Это прозвучало просто и почти устало. В этом не было ни патетики, ни сладости, ни других вещей, которых после романов я ждала от любовного откровения.
И это — одна короткая фраза — захлестнуло меня большим теплом и восторженной нежностью, чем любая пафосная коленопреклонённая речь.
— Это не отменяет того, что тебе лучше уйти, — помолчав, сказал он.
Я не удивилась.
— Почему?
— Хотя бы потому, что достопочтенный мистер Лочестер никогда не отдаст мне твоей руки. По крайней мере, пока не захочет избавиться от своей супруги, устроив ей сердечный приступ.
— С тем, кто в совершенстве овладел искусством произвольно превращать своё сердце в ледышку, приступ приключиться не может, — уверенно ответила я. — А папа будет счастлив, если я буду счастлива. Но даже если мне придётся отречься от семьи, я отрекусь.
— Ты слишком молода, чтобы понимать всю ценность семейных уз. И всю тяжесть их разрыва. — Он покачал головой. — Ребекка, пойми наконец. Отринь романтический флёр, взгляни на вещи трезво. Я — старый циничный убийца, а ты…
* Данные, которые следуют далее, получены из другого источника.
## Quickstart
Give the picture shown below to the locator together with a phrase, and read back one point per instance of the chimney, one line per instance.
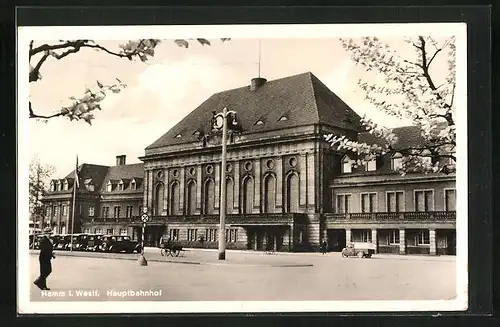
(120, 160)
(256, 83)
— А я, как вы когда-то совершенно справедливо сказали, особа, от которой имеет полное право отвернуться любая добропорядочная девица. Выходит хорошая пара, по моему скромному мнению.
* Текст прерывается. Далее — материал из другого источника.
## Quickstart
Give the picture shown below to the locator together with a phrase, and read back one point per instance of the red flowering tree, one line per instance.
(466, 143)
— Я делал такие вещи, о которых тебе даже слышать не пристало бы.
— Общались с продажными женщинами, имеете в виду? — деланно безмятежно уточнила я — надеясь, что щёки не вспыхнут, выдавая моё смущение. — Ну, если после нашей свадьбы вы вдруг вознамеритесь возобновить знакомство с ними, я вас убью, уж извините; а былое меня не волнует.
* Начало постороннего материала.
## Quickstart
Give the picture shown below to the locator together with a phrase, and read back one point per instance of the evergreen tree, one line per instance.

Некоторое время он смотрел на меня. Сверху вниз, из-под полуприкрытых век.
— Я хотел её смерти. Моей жены. Тогда, когда узнал правду.
Это тоже меня не удивило. В конце концов, даже при чтении «Отелло» я, осознавая всю несправедливость сомнений ревнивого мавра, понимала его чувства; а представить, что должен был ощутить на месте Гэбриэла влюблённый мужчина, не являвшийся по натуре образчиком всепрощения, было нетрудно.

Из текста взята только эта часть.